"Dangerous World of Butterflies": A threatened universe of dazzling creatures
"The Dangerous World of Butterflies" is journalist and radio host Peter Laufer's account of the world's most dazzling insects and the many threats arrayed against them, including predators, pollution, pesticides and irresponsible breeders.
Special to The Seattle Times
"The Dangerous World of Butterflies — The Startling Subculture of Criminals, Collectors and Conservationists"
by Peter Laufer
Lyons Press, 271 pp., $24.95
Award-winning journalist and radio host Peter Laufer has tackled many sobering subjects — war and neo-Nazism, to name two. One evening after a reading, an audience member asked the inevitable question: What will your next book be about? Ready for respite, Laufer quipped, "Butterflies and flowers."
But because the event also aired as a C-SPAN broadcast, he received considerable correspondence. Among it was an invitation from Jane Foulds for Laufer to visit the Nicaragua Butterfly Reserva, where she and her husband bred butterflies for sale to collectors, museums and for release at events like weddings.
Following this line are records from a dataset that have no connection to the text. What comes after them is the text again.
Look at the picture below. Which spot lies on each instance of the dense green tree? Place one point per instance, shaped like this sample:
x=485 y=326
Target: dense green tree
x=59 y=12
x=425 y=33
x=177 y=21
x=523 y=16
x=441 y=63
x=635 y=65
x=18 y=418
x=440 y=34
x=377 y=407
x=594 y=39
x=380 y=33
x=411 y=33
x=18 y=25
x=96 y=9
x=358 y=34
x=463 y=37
Laufer, not yet serious about his topic, traveled to Central America, where he learned it's a dangerous world for butterflies. Windstorms and heavy rains. Lizards, birds, dragonflies. Habitat loss, pollution, pesticides.
Even breeders like the Foulds pose a threat; they capture wild butterflies for breeding, and the moment one of their farmed creatures emerges from its chrysalis, it's put directly into a refrigerator to keep its wings pristine. These butterflies neither fly nor reproduce, and may well die in large numbers soon after their ceremonial release.
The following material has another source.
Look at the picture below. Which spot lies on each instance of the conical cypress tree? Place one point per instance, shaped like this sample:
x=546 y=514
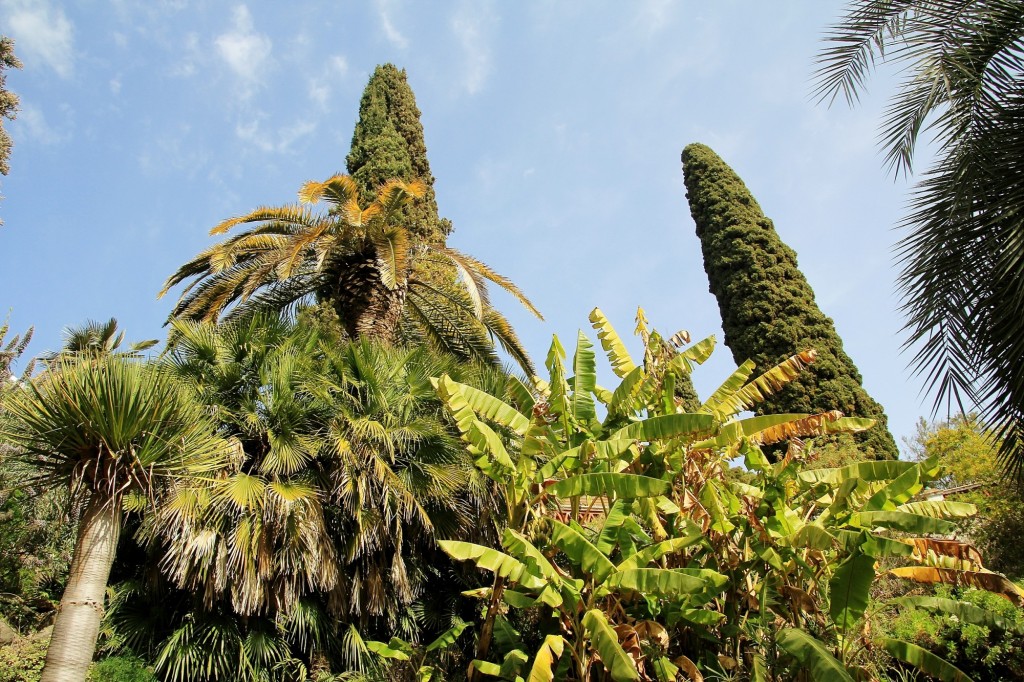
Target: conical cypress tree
x=768 y=309
x=388 y=143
These innocent, dazzling insects so many people find irresistible, Laufer soon learns, trigger all kinds of trouble. The Foulds, for example, resent being objects of the wrath and derision of the North American Butterfly Association, whose president and founder, Jeffrey Glassberg, calls breeders "self-serving, greedy people who don't care about anything." A scientist with a doctorate in molecular genetics, Glassberg contends crossbreeding and releasing farm-bred animals may spread diseases, parasites and promote inappropriate genetic mixing.
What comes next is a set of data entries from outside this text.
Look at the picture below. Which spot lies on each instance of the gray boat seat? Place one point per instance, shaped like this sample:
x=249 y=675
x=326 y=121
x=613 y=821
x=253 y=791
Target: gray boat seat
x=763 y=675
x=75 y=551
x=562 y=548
But for Laufer, his awakening to the true beauty of butterflies is a field trip to the southern Sierra's Greenhorn Mountains, where common California sisters and rare golden hairstreaks fly free on the breeze. Laufer realizes the "experience has permanently changed me." So, hooked by the book that began as a joke, he investigates more of Glassberg's enemies, Edith and Stephen Smith, owners of Shady Oak Butterfly Farm in Florida. They sell as many as 5,000 butterflies a week of up to 20 different species. Self-taught entomologists, they dismiss Glassberg's claims.
Hoping for answers to so many quandaries, Laufer consults Dr. Arthur Shapiro, a professor of evolution and ecology at the University of California, Davis. Other explorations include a trip to the U.S.-Mexican border, where the Bush administration fence to keep out illegal immigrants has caused environmental havoc; California's Antioch Dunes National Wildlife Refuge, where saving endangered butterflies includes habitat restoration that benefits the whole native community; and Mexico's Michoacán Mountains, the wintering grounds of monarch butterflies.
Now a UNESCO World Heritage site, the area's trees are still poached by armed locals. Several pull Laufer's vehicle from the mud when it gets stuck, and no one utters a word about illegal logging. There's a fascinating chapter on the U.S. Fish and Wildlife Department's investigation, arrest and prosecution of Hisayoshi Kojima, the self-proclaimed "world's most-wanted butterfly smuggler," which shows how big a business butterflies are.
Like "The Orchid Thief," a book that exposed many unexpected aspects connected to another of nature's beautiful gifts, "The Dangerous World of Butterflies " is an entertaining, enlightening read.